RI(°) | 30 | 30 | 30 | 40 | 40 | 40 | 50 | 50 | 50 |
RA(°) | 5 | 15 | 25 | 5 | 15 | 25 | 5 | 15 | 25 |
AA(°) | 9.92 | 28.19 | 43.00 | 7.75 | 22.63 | 35.96 | 6.52 | 19.28 | 31.33 |
In studies employing in vitro models5, 8, 12, researchers can directly ascertain the anteversion angle as a standard value. However, in both this study and clinical practice, the actual cup anteversion angle within a patient's body cannot be directly obtained. The 3D method in this study was implemented by precisely defining the RA in a digital model that accurately mirrors the pelvic structure. Consequently, we posit that the measured values from this method can be considered a reliable reference for the actual RA. The extremely high intraobserver and interobserver ICC of RA3Ds further support the accuracy and reliability of the 3D method. The 3D method notably remains unaffected by the patient's position. However, it does have its limitations: it requires specialized image processing software, which means observers must undergo training; the procedure can be intricate, and the use of 3D imaging contributes to higher costs.

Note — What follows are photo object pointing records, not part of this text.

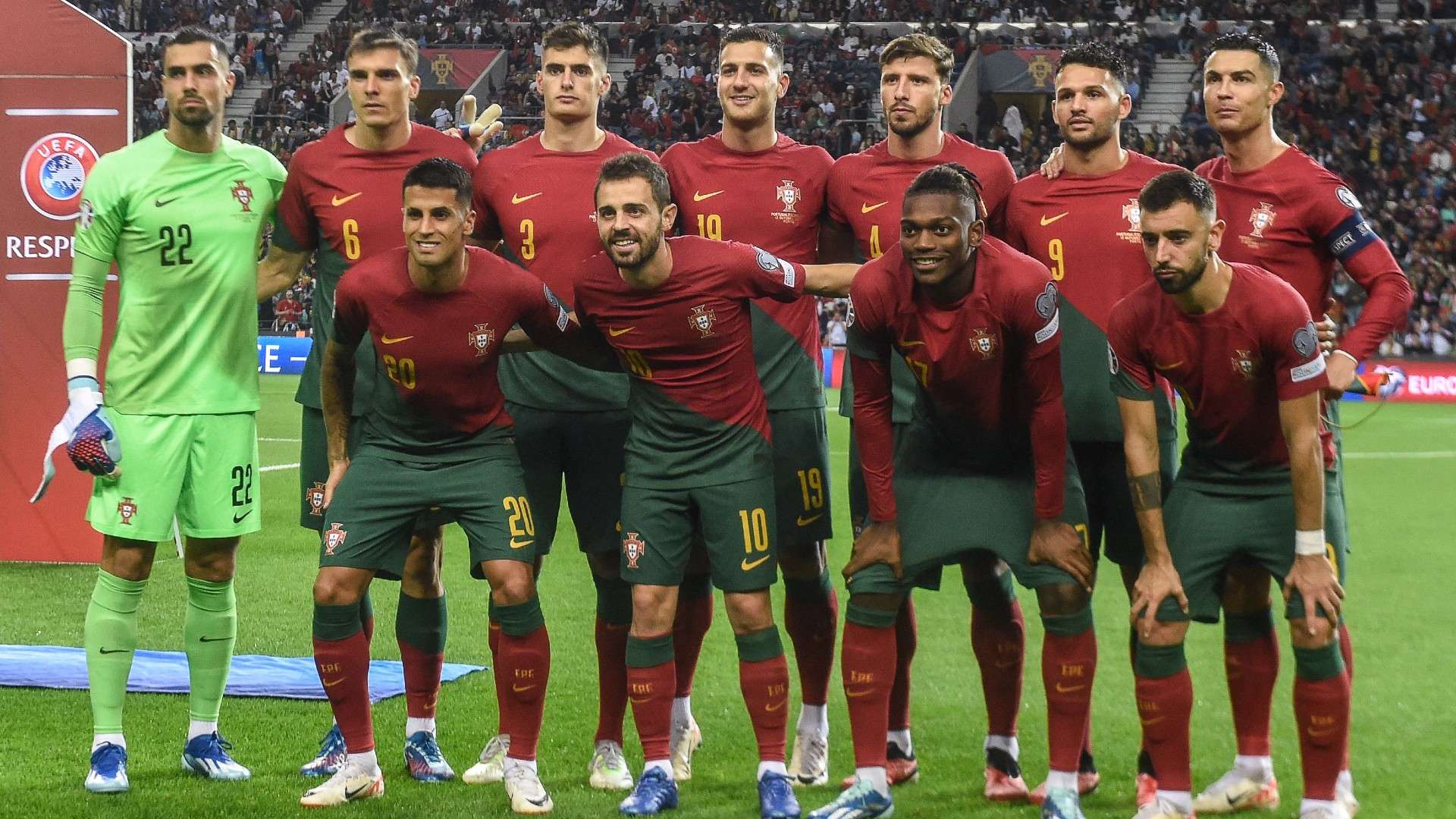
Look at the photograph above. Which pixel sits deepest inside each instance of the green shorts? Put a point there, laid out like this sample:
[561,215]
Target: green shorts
[313,472]
[733,522]
[200,468]
[588,449]
[948,509]
[1111,519]
[1207,532]
[379,502]
[801,477]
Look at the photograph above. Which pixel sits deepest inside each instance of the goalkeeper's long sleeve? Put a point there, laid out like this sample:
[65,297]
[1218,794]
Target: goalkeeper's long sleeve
[80,333]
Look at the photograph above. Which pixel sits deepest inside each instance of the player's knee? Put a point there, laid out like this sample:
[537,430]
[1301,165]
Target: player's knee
[1062,599]
[748,611]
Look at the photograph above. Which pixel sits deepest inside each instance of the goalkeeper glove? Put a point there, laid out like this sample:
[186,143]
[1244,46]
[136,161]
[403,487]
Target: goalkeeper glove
[88,433]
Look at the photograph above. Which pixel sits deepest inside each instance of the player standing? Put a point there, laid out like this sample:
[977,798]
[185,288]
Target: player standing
[981,466]
[1239,346]
[699,457]
[1084,226]
[182,215]
[436,312]
[338,203]
[752,184]
[865,193]
[1292,216]
[570,422]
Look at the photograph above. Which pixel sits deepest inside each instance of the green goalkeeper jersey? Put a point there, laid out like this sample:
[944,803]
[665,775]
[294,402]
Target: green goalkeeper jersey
[185,232]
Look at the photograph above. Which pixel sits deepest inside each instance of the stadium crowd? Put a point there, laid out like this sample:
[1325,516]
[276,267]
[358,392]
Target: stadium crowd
[1373,105]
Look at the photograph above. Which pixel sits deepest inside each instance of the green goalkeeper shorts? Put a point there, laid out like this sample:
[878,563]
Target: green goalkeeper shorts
[200,468]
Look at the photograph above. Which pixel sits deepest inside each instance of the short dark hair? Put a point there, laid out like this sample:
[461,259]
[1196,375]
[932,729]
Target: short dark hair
[188,36]
[637,167]
[921,46]
[573,34]
[756,34]
[1248,42]
[954,180]
[384,37]
[1098,55]
[438,172]
[1166,190]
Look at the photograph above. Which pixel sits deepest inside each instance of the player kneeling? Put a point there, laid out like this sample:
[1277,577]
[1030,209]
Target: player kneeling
[437,314]
[1239,346]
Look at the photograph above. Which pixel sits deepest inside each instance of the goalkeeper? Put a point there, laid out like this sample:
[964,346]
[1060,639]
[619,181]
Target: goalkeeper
[182,215]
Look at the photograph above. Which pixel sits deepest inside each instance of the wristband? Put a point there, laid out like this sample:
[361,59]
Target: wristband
[1310,542]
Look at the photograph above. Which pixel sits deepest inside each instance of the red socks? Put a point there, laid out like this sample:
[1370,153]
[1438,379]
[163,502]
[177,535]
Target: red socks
[766,692]
[1165,706]
[1068,668]
[1001,645]
[906,643]
[868,670]
[612,679]
[344,672]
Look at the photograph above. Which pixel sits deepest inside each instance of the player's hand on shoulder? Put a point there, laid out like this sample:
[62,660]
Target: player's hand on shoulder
[1156,582]
[880,542]
[1315,580]
[1059,544]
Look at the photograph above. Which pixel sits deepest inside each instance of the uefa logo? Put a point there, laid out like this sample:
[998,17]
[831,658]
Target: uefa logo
[53,174]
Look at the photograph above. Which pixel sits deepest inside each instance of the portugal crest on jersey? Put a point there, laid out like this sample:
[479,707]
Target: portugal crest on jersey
[702,319]
[313,496]
[634,548]
[983,343]
[334,538]
[481,338]
[1244,365]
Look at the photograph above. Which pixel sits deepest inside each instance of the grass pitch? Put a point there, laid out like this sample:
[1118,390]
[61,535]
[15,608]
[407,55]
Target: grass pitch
[1401,472]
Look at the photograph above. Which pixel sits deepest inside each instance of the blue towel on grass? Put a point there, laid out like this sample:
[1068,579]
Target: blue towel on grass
[165,672]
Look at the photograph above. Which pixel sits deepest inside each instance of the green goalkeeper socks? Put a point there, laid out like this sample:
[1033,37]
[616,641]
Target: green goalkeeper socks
[111,640]
[209,630]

The new method offers a more straightforward operation and is less influenced by the position of the pelvis compared to existing techniques. AP radiographs and CT scans are standard clinical procedures that do not add additional costs. Our study demonstrated that the new method boasts higher intraobserver and interobserver reliability as well as greater accuracy than the traditional approach. It is important to note, however, that the new method is not entirely immune to variations in pelvic position. While the measurement of the AA on CT scans remains unaffected by pelvic rotation, the measurement of the RI on AP radiographs does show some sensitivity. Using mathematical models, we find that for a patient with an actual RI of 40° and a real RA of 20°, a 5° rotation of the pelvis toward the unaffected side (resulting in the affected hip moving forward and the healthy hip moving backward) would yield a theoretically measured RI of 38.47° on AP radiographs. The theoretical RA calculated using the new method would be 19.41°, a deviation of only 0.59° from the actual value. In contrast, the theoretical RA measured using Lewinnek’s and Pradhan’s methods, without considering other potential measurement errors, would be 23.16°, representing an increase of 3.16°. This clearly indicates that changes in pelvic rotation have a minimal impact on the new method.
We observed that recent years have seen a growing body of literature examining the impact of pelvic motion and tilt on acetabular orientation, while challenging the traditional concept of the "safe zone"14,15. The new method proves equally effective for measuring RA in both standing and sitting positions, provided that the AP and CT data are complete.
Shortcomings: While this study improves the accuracy of measuring RA utilizing basic clinical data such as AP radiographs and CT scans, when compared to traditional methods, it is worth noting that in scenarios where advanced data, software, and tools are available, including 3D imaging data and even joint surgical robotic systems16, other methods may potentially achieve even higher levels of accuracy.